トヨタ・ノアの「OEM車」スズキ・ランディ! 単なる「エンブレム違い」かと思ったらけっこう仕様が違った

この記事をまとめると

■トヨタのノアがスズキ唯一のミニバン「ランディ」のベースとなった

■OEM車ということになるが、多くの相違点が存在している

■考え方次第ではノアを検討中のユーザーはランディを選ぶ意味がある場合も

トヨタ・ノアとスズキ・ランディの違いを比べてみた

 2022年7月に4代目へとフルモデルチェンジを果たしたスズキの3列シートミニバンであるランディ。と言っても初代から先代の3代目までは日産セレナ、そして新型ではトヨタ・ノアのOEMモデルとなっており、基本的な仕様はOEM元の車両と同様となっている。

 しかし、よくよくチェックしてみると、じつはエンブレムだけを貼り替えた仕様ということではなく、微妙に設定や装備内容が異なっているのだ。そこで今回は、そんなノアとランディの細かな違いをチェックしてみたい。

 まず大きな違いのひとつとして挙げられるのがグレード体系だ。ノアはエアロ仕様の「S-Z」と「S-G」、標準仕様の「Z」、「G」、「X」と5グレードが用意されているのに対し、ランディでは「G」のみとなる。

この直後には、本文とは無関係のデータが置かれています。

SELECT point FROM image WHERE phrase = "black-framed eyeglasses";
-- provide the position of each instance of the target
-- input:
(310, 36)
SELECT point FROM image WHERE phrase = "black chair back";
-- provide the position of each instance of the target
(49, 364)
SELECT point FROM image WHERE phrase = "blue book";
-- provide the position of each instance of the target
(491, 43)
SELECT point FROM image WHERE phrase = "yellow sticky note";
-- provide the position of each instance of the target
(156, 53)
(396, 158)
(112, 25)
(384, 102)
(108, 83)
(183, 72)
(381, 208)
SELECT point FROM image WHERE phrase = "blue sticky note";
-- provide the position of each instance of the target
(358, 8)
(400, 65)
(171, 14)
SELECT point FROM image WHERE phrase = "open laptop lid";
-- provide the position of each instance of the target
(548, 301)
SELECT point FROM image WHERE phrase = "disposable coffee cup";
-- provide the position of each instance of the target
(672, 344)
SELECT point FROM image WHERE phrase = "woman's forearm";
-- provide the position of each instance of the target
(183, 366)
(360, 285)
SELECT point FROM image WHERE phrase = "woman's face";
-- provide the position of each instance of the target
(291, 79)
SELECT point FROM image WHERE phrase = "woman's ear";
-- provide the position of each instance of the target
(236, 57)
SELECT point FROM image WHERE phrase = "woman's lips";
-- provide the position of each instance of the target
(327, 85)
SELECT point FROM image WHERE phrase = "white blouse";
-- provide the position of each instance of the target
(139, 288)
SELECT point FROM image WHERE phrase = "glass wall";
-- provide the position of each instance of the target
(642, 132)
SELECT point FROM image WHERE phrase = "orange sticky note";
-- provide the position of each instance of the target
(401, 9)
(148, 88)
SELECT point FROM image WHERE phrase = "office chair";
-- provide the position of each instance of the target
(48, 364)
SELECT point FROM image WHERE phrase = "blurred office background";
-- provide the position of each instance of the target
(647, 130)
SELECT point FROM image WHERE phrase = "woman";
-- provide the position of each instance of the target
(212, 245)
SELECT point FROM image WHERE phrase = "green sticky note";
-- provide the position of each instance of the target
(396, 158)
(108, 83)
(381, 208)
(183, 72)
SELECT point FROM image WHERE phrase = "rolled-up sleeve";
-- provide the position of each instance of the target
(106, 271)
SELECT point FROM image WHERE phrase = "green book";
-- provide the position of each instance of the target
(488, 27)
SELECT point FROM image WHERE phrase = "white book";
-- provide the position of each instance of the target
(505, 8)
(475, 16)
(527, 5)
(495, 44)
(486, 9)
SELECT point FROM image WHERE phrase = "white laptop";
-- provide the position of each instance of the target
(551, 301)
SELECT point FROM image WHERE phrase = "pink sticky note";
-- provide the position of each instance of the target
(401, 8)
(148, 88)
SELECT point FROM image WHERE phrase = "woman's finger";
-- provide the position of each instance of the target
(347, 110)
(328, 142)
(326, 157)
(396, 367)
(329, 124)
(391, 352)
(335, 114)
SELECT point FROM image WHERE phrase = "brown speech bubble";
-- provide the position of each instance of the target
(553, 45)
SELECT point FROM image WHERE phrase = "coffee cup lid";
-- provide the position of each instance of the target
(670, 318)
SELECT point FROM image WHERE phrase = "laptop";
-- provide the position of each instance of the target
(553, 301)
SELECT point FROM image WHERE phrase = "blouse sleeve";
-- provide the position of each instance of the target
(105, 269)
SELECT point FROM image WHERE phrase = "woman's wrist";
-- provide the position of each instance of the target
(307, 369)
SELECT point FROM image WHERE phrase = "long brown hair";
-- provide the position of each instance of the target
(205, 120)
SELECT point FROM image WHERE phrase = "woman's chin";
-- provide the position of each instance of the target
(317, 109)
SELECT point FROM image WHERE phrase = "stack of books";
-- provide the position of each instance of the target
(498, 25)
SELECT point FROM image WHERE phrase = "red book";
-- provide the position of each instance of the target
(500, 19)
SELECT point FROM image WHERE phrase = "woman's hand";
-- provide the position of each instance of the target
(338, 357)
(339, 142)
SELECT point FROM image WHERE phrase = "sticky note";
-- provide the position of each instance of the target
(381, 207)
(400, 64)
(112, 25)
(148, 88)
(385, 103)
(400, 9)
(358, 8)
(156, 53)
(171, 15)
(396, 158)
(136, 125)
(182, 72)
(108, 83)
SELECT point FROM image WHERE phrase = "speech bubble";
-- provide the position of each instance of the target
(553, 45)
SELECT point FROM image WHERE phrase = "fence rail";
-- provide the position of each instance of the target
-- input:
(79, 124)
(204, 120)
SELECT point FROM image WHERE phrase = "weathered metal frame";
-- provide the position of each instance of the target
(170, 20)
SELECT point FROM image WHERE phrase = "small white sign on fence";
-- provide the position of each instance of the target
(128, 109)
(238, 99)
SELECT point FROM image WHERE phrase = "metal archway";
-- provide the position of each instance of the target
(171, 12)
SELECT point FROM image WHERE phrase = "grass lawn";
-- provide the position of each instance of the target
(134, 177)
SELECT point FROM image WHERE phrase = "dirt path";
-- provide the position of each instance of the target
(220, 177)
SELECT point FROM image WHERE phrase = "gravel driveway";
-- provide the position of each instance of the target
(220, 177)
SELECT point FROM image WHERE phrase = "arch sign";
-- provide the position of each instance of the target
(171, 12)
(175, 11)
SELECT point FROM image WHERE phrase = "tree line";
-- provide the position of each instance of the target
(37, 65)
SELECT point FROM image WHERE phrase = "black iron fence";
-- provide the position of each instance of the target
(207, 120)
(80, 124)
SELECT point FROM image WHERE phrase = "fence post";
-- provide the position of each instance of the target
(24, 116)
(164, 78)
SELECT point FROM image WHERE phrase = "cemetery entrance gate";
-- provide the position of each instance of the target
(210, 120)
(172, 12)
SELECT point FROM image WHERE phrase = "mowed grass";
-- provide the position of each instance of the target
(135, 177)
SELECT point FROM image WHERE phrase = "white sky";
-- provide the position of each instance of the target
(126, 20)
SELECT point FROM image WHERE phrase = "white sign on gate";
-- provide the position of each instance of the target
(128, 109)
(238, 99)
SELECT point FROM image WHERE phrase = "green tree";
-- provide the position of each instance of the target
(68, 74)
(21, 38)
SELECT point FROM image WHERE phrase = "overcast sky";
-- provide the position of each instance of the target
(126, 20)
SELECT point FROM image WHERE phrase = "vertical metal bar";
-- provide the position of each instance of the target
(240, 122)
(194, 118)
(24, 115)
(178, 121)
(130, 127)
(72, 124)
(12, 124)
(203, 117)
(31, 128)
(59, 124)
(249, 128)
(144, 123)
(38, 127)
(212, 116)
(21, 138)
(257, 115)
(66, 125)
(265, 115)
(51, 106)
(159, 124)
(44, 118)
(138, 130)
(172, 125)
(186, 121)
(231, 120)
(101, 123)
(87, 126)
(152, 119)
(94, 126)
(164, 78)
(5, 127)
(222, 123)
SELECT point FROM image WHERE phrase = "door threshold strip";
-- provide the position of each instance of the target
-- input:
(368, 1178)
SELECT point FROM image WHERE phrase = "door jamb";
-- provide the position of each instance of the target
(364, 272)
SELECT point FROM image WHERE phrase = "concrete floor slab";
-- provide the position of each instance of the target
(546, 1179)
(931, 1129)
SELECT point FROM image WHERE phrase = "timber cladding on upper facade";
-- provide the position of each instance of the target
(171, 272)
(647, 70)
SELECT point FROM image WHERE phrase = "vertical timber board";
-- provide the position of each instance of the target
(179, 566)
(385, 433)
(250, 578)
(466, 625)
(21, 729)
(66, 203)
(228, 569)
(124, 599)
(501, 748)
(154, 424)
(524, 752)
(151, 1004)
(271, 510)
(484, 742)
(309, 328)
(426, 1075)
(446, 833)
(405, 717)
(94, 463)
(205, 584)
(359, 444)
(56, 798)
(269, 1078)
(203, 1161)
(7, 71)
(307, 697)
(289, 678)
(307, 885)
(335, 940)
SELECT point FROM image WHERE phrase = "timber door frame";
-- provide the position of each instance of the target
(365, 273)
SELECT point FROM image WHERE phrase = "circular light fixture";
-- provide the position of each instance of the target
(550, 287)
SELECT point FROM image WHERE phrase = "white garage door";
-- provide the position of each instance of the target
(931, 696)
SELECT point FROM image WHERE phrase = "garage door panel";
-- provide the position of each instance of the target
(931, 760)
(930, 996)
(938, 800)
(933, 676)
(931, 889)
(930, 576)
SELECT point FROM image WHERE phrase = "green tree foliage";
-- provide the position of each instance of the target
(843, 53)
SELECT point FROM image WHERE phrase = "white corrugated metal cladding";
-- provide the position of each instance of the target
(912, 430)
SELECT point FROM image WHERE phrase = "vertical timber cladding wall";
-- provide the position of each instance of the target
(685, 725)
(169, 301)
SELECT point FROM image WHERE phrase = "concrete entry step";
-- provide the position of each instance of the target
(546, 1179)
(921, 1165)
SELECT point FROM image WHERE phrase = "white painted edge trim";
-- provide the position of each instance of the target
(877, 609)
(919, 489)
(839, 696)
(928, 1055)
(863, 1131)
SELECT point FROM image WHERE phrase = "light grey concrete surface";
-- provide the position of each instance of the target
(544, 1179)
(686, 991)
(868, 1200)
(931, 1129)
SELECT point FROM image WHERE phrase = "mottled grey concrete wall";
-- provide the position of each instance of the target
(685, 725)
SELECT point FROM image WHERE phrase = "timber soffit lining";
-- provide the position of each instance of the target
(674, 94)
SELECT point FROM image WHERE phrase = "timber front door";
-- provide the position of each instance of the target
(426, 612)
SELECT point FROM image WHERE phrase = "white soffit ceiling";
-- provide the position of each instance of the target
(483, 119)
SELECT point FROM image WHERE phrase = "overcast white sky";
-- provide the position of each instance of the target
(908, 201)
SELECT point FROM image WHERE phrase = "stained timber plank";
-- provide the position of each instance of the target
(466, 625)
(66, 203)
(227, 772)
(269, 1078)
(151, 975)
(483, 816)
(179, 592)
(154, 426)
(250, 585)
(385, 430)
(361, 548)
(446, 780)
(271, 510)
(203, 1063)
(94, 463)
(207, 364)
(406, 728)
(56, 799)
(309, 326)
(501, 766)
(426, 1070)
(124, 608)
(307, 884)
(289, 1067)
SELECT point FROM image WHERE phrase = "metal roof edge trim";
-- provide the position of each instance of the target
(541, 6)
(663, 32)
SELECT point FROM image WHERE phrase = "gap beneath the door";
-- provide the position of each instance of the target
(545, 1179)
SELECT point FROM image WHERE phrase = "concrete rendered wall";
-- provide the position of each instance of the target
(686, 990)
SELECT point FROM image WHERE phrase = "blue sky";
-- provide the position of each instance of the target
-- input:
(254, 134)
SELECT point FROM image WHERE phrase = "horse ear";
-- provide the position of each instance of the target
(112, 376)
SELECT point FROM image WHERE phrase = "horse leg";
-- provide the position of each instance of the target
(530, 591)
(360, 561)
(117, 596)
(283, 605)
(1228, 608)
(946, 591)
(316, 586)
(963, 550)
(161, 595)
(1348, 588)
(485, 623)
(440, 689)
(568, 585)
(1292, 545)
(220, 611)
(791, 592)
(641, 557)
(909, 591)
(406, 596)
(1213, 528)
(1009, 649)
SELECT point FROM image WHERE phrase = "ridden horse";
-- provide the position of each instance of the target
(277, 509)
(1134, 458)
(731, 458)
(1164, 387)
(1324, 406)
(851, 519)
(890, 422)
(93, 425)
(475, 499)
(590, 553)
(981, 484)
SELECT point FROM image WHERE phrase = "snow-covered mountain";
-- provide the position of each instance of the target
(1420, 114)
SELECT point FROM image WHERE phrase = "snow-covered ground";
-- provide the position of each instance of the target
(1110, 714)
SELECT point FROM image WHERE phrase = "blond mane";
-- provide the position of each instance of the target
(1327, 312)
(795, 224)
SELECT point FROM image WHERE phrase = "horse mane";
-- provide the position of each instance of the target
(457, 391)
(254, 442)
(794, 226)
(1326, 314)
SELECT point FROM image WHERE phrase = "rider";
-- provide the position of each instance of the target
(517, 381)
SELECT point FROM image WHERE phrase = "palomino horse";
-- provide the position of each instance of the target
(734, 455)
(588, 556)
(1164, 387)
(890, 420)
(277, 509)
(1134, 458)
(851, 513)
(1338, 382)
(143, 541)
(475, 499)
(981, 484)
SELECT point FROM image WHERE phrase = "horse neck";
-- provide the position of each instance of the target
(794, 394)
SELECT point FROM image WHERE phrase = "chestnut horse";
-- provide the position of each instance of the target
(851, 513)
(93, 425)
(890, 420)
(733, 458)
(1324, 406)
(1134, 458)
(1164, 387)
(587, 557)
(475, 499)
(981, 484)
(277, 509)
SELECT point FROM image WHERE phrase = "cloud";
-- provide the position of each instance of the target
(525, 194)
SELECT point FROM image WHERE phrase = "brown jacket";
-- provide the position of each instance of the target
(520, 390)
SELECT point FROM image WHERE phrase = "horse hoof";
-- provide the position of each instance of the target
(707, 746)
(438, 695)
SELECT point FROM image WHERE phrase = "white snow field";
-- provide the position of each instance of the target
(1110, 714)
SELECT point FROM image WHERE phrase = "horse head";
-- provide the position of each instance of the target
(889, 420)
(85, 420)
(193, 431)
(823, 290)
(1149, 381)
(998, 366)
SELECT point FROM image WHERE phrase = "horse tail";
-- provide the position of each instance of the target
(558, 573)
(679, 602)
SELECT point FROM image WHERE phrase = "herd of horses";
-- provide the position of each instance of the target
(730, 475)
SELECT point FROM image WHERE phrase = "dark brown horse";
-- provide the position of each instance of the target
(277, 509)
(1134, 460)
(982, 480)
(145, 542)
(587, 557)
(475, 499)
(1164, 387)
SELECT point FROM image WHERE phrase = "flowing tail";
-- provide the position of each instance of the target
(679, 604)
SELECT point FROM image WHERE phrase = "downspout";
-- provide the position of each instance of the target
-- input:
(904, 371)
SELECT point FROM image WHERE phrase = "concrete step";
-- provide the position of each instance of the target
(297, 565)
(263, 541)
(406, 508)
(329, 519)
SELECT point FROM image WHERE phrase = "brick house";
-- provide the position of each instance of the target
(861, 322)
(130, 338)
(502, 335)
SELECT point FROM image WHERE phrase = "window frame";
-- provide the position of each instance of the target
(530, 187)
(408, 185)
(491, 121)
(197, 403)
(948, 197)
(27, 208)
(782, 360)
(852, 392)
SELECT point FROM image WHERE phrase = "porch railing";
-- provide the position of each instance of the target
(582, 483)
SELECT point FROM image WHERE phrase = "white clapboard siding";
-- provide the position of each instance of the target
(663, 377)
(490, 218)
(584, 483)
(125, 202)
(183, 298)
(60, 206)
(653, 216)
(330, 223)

 また、ノアのGではガソリン、ハイブリッド問わずに7人乗りと8人乗りが選択可能だが、ランディの場合はガソリンが8人、ハイブリッドが7人の乗車定員が固定となっている点も違いとなっている。

 ボディカラーのラインアップは、ノアの標準仕様と同じく5色展開となっているが、「スティールブロンドメタリック」と「スパークリングブラックパールクリスタルシャイン」の2色においては受注生産のため納期が延びる可能性が高くなっているほか、内装色においてもノアのGでは選択可能なフロマージュは設定されていないのだ。

ランディの方が使い方次第では便利でお得かも?

 装備面では、ノアGでは標準装備となる8インチディスプレイオーディオは存在せず、全車オーディオレスとなり、ディーラーオプションでも7インチサイズのナビしか用意されていない。さらに、ノアではオーディオレス仕様となるXでも標準装備となっているDCM(専用通信機)も搭載されないため、ノアで使うことができるコネクテッドサービスを一切使用することができなくなっている点も注意が必要だ。

 その一方で、ノアGではパッケージオプションを選択しないと装着されないハンズフリーデュアルパワースライドドアや快適温熱シート(運転席・助手席)、左右独立温度コントロールフロントオートエアコン+リアオートエアコン(リヤクーラー+リヤヒーター)、ナノイーXといった快適装備がランディでは標準装備となるほか、ガソリンモデルでは独立型センターコンソールボックス(充電用USBソケット[Type-C]2個付)も標準装備となるため、実質ノアの「快適利便パッケージ(Mid)」が標準装備となっているということになる(パッケージオプション価格はガソリン車が17万8200円、ハイブリッド車が17万2700円)。

 そのため、ランディのほうがおよそ13万円高くなっているのだが、パッケージオプション分を差し引くとランディのほうがおよそ4万円安い価格設定となっており、実質ディスプレイオーディオと専用通信機代が4万円ということになる。

 ノアGではオーディオレスの設定が存在しないため、お気に入りの社外ナビなどを装着したいと考えている人であれば、装備が充実していながらもオーディオレス仕様となるランディも選択肢になりそうだし、なによりランディの方が場合によっては納期が早まる可能性もあるようなので、気になる人は両方チェックしてみてはいかがだろうか。